Exit six months before your goal, not on the final day
According to Parashar, investors should begin exiting mutual funds six months to one year before their financial goal.
“Markets can surprise you at the last moment. Don’t wait for the exact date — start booking profits gradually before your goal approaches,” he advised.
This strategy, he said, protects investors from sudden market volatility that could erode years of returns.
Follow asset allocation, not emotions
Parashar stressed that strategic asset allocation is the key to consistent returns.
“Greed sets in when markets rise. Stick to your risk profile and rebalance — equity, debt, and gold — as per your age and goals,” he explained.For instance, a 50-year-old investor with ₹10 lakh might allocate 50% to equity, 40% to debt, and 10% to gold. Rebalancing ensures profits are booked from outperforming assets and reinvested in underperforming ones.
Don’t exit in one go; book profits gradually
Parashar warned against exiting mutual funds entirely or at once.
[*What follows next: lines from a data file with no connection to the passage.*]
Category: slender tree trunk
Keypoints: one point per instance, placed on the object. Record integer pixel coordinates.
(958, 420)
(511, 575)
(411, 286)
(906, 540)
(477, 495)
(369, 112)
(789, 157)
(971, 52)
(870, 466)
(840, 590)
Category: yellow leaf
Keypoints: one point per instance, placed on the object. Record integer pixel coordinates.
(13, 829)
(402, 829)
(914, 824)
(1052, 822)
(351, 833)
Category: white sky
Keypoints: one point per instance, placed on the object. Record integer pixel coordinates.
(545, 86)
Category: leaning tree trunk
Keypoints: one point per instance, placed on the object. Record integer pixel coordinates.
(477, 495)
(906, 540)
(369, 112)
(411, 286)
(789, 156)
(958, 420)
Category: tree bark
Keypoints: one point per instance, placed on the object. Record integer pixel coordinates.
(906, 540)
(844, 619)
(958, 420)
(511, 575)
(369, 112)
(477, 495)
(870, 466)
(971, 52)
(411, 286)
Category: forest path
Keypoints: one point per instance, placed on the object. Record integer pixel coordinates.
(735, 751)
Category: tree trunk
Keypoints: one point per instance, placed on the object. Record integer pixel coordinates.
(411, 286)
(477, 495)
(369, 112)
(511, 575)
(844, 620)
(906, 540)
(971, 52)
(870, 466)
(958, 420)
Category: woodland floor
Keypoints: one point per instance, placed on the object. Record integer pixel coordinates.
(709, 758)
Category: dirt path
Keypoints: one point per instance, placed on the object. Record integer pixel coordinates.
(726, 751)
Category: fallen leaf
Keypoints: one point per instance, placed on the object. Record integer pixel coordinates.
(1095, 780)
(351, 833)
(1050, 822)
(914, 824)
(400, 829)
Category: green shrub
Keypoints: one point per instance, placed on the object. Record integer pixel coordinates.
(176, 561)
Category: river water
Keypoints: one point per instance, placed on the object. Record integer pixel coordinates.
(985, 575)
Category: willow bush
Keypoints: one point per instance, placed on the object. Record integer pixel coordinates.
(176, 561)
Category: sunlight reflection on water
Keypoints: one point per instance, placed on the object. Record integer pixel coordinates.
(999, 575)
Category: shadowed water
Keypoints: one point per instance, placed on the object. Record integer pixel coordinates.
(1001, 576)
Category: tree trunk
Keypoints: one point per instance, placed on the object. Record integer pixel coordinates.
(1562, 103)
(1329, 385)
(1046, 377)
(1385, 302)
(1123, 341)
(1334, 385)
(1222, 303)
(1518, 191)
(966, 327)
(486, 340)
“Never withdraw everything in one shot. Partial redemptions in a staggered manner work best,” he said.
Investors can redeem 20%–25% of their profits at a time, allowing the remaining corpus to grow.
Don’t let market swings drive your exit decision
Many investors panic during volatile markets. Parashar cautioned that profit booking should never depend on short-term fluctuations.
“Rebalance when equity allocation grows 15–20% beyond your set ratio, not because of a two-day rally or fall,” he said.
He added that reviewing portfolios annually is essential, especially when funds consistently underperform peers or benchmarks.
Rebalance once a year; review performance regularly
Parashar recommended rebalancing portfolios annually or whenever market conditions shift significantly.
“Rebalancing is within asset classes — review is about fund performance. Both are critical,” he explained.
SIP vs lump sum: Exit strategy differs
For SIP investors, Parashar suggested holding for at least one year to avoid exit loads and to let compounding work.
“For lump sum investors, stagger redemptions. For SIPs, wait for a full year cycle before withdrawing,” he advised.
He concluded that the right exit strategy depends on time horizon, risk profile, and discipline — not on emotions or short-term returns.
Key takeaways
- Start exiting 6–12 months before your goal.
- Follow asset allocation to manage risk.
- Rebalance annually and book profits gradually.
- Don’t exit based on market noise or fear.
- SIP investors should hold for at least one year before withdrawal.